Comment 3 Peter Dalgaard 2015-03-26 20:30:36 UTC
It is at least not contrary to documentation. What actually happens is that 

    rlabp <- (cols - col1) == 1L
...
    if (rlabp) 
        col.names <- c("row.names", col.names)
...
    if (missing(row.names)) {
        if (rlabp) {
            row.names <- data[[1L]]
            data <- data[-1L]
            keep <- keep[-1L]
            compactRN <- FALSE
        }
        else row.names <- .set_row_names(as.integer(nlines))
    }
    else if (is.null(row.names)) {
        row.names <- .set_row_names(as.integer(nlines))
    }
 

so if you give data in the format that implies that there are row names in the first column AND set row.names=NULL, implying rownames 1:nlines, you get a little bit of both. 

I.e. there are two mechanisms for setting rownames, but no ducumentation for what happens if you use both at once. What actually happens does not seem unreasonable to me.
Comment 4 Bill Denney 2015-06-23 12:39:41 UTC
Sorry for the long delay in response.

If this is viewed as reasonable can the documentation be updated to specify that is what happens in this (unusual) instance?

Since the example suggests that the user knows the column names, adding a new column name of "row.names" seems like it would be a surprise to most users.
Comment 5 loligo@sohu.com 2017-01-18 03:56:05 UTC
I encounter the same problem and I agree with Bill.  A table file with ragged lines is very common when the separator is "\t" (tab) or " " (white space), even more common than that of CSV since they are invisible.  Now I have two choices: 1) manually remove the redundant tab or white space; 2) read the table file with header=F and stringsAsFactors=T, then parse the data.frame containing character in all fields, e.g., extracting the first line as header and convert the other lines into numeric.

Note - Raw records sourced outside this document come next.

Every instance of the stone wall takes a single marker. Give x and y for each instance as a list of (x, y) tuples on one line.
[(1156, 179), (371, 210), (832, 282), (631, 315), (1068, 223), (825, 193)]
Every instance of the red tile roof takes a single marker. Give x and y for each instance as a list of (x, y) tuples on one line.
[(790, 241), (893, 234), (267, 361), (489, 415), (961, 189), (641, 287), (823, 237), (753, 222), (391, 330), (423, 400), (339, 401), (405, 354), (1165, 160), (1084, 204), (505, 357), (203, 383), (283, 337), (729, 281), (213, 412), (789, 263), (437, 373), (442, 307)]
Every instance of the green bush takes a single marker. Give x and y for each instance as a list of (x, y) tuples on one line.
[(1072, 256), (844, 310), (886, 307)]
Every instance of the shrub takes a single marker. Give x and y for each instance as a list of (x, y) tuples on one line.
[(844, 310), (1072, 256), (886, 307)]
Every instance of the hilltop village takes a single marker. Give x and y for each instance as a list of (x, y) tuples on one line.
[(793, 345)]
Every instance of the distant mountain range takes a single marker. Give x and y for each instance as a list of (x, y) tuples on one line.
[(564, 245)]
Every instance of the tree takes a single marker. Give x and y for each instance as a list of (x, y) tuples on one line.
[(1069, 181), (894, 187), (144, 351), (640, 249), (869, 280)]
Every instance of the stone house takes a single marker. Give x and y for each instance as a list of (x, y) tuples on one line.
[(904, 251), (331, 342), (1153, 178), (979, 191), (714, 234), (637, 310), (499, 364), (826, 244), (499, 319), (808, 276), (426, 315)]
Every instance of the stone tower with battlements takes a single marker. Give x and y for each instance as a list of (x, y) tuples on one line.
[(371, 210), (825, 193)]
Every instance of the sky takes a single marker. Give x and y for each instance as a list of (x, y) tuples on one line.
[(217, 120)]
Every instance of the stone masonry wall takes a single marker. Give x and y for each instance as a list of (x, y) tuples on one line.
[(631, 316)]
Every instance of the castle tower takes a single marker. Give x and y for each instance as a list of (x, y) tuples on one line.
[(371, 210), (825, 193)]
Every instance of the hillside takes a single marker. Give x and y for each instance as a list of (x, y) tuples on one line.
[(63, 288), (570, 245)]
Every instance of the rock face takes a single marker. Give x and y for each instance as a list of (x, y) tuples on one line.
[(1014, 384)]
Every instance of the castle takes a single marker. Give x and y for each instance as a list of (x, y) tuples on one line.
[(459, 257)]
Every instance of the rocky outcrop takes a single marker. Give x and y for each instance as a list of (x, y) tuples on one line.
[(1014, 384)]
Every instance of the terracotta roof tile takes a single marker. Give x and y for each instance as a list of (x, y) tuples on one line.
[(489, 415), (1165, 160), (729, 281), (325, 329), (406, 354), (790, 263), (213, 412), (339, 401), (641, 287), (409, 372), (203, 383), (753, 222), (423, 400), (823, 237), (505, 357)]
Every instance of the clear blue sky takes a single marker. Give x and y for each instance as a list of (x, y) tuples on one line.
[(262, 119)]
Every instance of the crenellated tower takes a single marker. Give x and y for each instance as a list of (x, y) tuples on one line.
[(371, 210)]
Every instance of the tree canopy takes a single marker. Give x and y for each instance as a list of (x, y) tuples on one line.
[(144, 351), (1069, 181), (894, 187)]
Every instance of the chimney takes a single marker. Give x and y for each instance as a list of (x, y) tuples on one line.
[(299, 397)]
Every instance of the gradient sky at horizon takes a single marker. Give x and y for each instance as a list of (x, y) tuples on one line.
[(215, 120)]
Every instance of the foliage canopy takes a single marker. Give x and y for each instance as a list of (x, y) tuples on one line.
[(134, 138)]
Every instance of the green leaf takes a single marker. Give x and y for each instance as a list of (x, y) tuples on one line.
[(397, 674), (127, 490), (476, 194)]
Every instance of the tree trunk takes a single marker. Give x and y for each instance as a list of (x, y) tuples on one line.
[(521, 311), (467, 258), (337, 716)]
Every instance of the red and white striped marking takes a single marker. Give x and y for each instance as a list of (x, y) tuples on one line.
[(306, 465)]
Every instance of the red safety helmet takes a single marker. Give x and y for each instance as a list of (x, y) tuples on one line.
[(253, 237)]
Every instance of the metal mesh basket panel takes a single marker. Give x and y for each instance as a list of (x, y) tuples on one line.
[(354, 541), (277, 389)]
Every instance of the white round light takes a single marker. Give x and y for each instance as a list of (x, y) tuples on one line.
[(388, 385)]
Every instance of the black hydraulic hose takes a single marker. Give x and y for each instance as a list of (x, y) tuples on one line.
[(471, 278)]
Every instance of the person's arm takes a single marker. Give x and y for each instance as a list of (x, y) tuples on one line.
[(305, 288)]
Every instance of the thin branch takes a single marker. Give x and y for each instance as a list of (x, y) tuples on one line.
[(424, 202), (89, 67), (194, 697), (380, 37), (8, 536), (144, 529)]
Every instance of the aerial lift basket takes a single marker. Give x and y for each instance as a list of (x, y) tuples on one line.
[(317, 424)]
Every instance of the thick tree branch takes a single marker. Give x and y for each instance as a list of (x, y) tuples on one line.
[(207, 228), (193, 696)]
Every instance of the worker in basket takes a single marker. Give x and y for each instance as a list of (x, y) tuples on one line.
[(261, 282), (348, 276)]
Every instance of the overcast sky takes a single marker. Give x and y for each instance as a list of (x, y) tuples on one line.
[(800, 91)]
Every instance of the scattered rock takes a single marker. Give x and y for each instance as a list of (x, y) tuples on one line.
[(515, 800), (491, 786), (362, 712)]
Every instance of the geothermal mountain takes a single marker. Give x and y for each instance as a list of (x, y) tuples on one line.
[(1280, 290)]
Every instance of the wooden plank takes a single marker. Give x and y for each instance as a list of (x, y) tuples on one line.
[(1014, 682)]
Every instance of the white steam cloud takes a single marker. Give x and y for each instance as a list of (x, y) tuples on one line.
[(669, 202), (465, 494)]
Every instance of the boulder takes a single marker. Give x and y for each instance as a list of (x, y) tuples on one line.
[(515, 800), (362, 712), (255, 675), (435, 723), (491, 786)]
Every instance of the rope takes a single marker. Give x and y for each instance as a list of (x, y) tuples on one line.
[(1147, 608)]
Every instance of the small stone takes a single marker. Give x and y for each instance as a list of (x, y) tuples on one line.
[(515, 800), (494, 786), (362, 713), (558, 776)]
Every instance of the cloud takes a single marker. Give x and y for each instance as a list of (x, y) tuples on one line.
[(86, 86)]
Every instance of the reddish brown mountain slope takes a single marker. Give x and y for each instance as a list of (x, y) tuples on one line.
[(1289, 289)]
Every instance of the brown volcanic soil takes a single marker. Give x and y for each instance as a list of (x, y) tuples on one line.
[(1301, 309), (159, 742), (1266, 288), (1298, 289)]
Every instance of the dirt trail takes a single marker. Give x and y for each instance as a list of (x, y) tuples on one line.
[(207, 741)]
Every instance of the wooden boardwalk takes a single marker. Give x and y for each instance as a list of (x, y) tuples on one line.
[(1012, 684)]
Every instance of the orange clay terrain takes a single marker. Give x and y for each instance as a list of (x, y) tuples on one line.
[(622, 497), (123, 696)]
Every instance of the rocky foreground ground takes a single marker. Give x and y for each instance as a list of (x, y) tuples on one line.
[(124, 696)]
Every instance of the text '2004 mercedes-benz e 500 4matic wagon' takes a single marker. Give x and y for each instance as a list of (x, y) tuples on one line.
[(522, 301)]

I think it will be very convenient if the argument row.names of read.table() accepts a value, such as NULL, a single character scalar, or a character vector, allowing the user to indicate that although the header line has one less entry than the number of columns of the second line, the first column is NOT the row names.  Rather, since the first column is NOT the row names, read.table() should respect flush=T and pad the following lines.  Of course, the padding cells get value NA.  Actually, it is the behaviour of read.table() NOW if the first line has one MORE field (an empty field created by a redundant tab) than the following lines.

In addition, the documentation is misleading, if it is not wrong.